The study forms the basis of the new immunization recommendations from Germany’s Standing Vaccination Committee (STIKO) (1). Condom use (prevents 70% of infections and 100% of lesions) and smoking (increase of carcinoma in situ up to factor 27) were not considered as factors of influence (2, 3), in spite of STIKO’s rules of operation (other options for prevention). This fact distorts the registration trial to an unknown degree, which means that its results are questionable because of bias. Evidence and evaluation cannot be attained in this way. It was unethical not to point out to participants the protective effect of condoms. The authors (some of whom are members of STIKO) mentioned adverse medication effects briefly, without any mention of the discussion on the future of immunization in Japan, India, Spain, and France—among others—because of adverse effects. The STIKO does not mention adverse effects at all in its recommendation.
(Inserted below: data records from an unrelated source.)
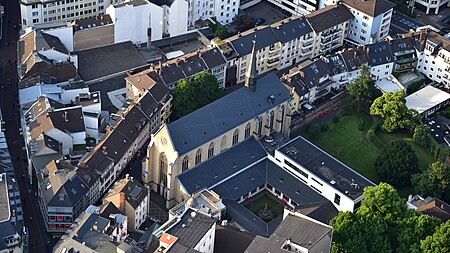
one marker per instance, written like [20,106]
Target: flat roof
[5,213]
[326,167]
[426,98]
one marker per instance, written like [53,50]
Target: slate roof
[312,73]
[354,58]
[370,7]
[213,58]
[220,167]
[326,167]
[328,17]
[380,53]
[243,45]
[193,230]
[108,60]
[298,230]
[224,114]
[287,30]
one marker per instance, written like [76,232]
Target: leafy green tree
[222,32]
[362,89]
[413,229]
[201,90]
[438,242]
[396,162]
[391,107]
[422,136]
[435,181]
[374,226]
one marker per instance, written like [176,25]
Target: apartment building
[371,22]
[184,67]
[61,195]
[287,42]
[132,199]
[189,231]
[434,57]
[223,11]
[98,229]
[141,20]
[43,13]
[44,55]
[431,6]
[330,26]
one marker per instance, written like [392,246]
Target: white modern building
[47,13]
[141,20]
[371,22]
[431,6]
[222,10]
[434,58]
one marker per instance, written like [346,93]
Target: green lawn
[257,204]
[344,141]
[425,158]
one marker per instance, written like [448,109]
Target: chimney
[66,116]
[251,75]
[149,37]
[122,202]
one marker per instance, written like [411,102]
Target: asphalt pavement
[9,102]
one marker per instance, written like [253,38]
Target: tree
[422,136]
[244,21]
[222,32]
[396,162]
[435,181]
[391,107]
[201,90]
[362,89]
[413,229]
[439,241]
[383,223]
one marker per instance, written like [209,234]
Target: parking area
[267,11]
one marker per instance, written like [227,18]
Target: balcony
[271,63]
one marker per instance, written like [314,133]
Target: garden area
[346,138]
[265,207]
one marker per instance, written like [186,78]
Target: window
[163,169]
[198,157]
[211,150]
[236,137]
[185,163]
[337,199]
[247,131]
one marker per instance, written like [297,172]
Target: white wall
[326,189]
[206,244]
[65,35]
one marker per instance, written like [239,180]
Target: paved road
[9,102]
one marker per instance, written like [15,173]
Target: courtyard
[346,140]
[265,206]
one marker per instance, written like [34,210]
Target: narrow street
[9,103]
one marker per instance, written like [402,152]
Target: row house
[61,195]
[184,67]
[102,166]
[434,57]
[287,42]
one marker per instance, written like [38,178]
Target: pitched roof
[226,113]
[108,60]
[328,17]
[243,45]
[370,7]
[291,28]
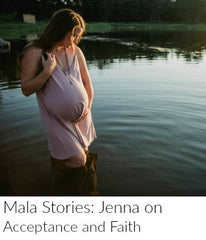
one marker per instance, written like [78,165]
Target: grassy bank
[12,30]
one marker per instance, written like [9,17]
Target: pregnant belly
[67,105]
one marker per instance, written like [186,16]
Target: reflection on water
[148,110]
[74,181]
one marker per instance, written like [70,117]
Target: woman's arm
[32,80]
[85,76]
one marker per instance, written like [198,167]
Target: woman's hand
[48,62]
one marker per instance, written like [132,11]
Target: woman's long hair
[61,23]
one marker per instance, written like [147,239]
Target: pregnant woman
[55,69]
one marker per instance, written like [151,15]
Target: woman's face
[72,38]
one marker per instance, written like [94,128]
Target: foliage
[192,11]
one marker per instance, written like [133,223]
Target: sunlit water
[149,114]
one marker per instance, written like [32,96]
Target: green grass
[12,30]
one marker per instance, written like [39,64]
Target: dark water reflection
[149,113]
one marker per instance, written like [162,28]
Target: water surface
[148,111]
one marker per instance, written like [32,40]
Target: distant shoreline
[12,30]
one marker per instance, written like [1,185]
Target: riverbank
[12,30]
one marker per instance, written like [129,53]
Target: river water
[148,110]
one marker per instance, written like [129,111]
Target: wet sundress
[62,100]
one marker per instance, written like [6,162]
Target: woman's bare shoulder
[79,53]
[32,52]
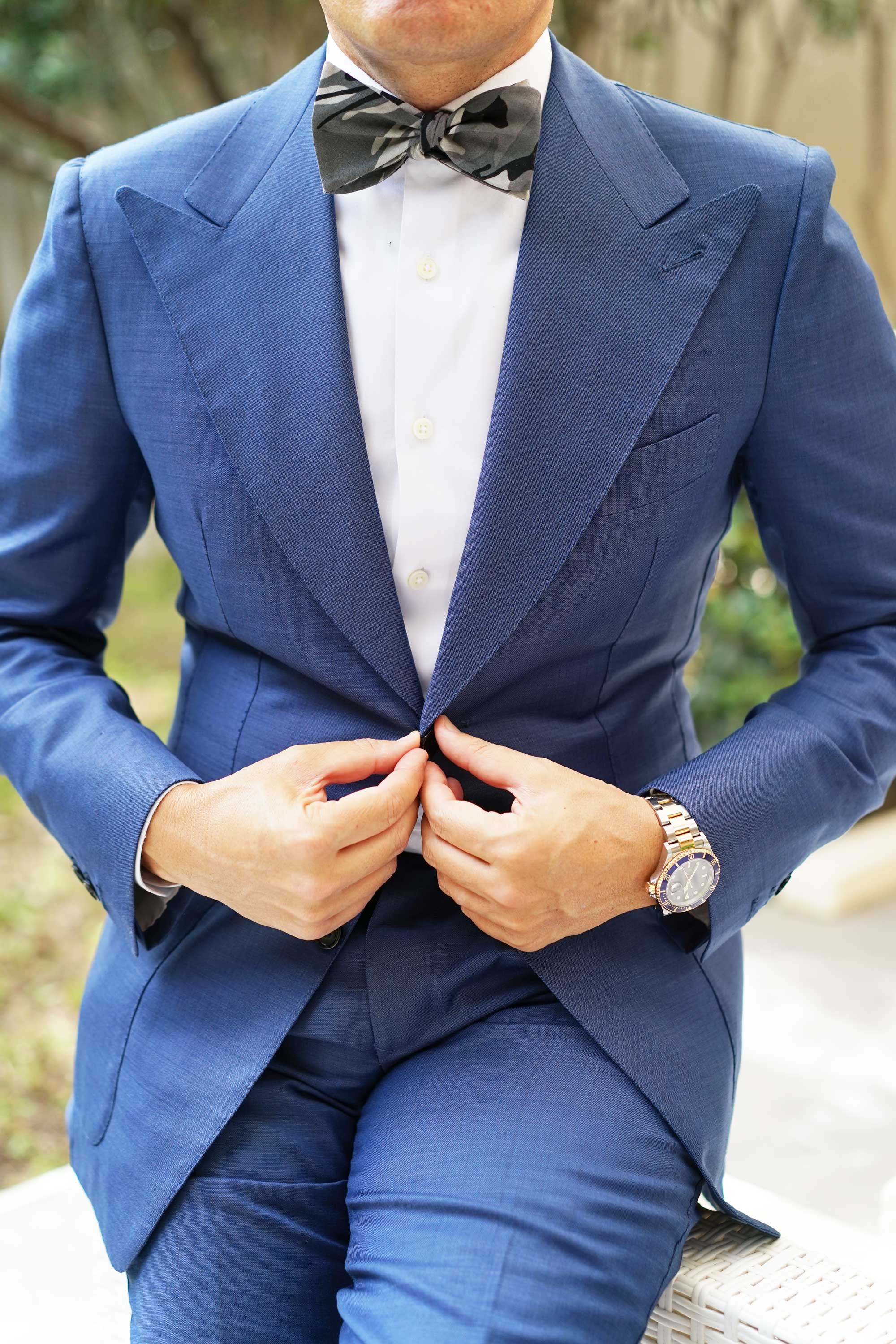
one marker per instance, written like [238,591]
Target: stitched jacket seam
[781,295]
Publications about the importance of adjuvants—for example, by Shoenfeld (ASIA syndrome) and Exley—were completely ignored (4, 5). The past is catching up with authors of all study reports as adjuvants without the actual effective substance (virus-like particles) were used as a placebo. What was studied was not the safety of the vaccines, but whether the adjuvants trigger the same adverse effects as the full vaccine. The use of such a placebo is unethical because it can only be damaging, and it was—the rate of adverse events for the vaccine was at “placebo level.” Balancing risks and benefits, as well as a comprehensive clarification of what is known and what is not, are essential—scientifically, legally, and ethically. The study design has to make answers to questions possible. Postmarketing surveillance has to provide concrete answers about the rate of adverse effects: the product information for Gardasil reports “rate unknown” for seven out of 12 adverse effects.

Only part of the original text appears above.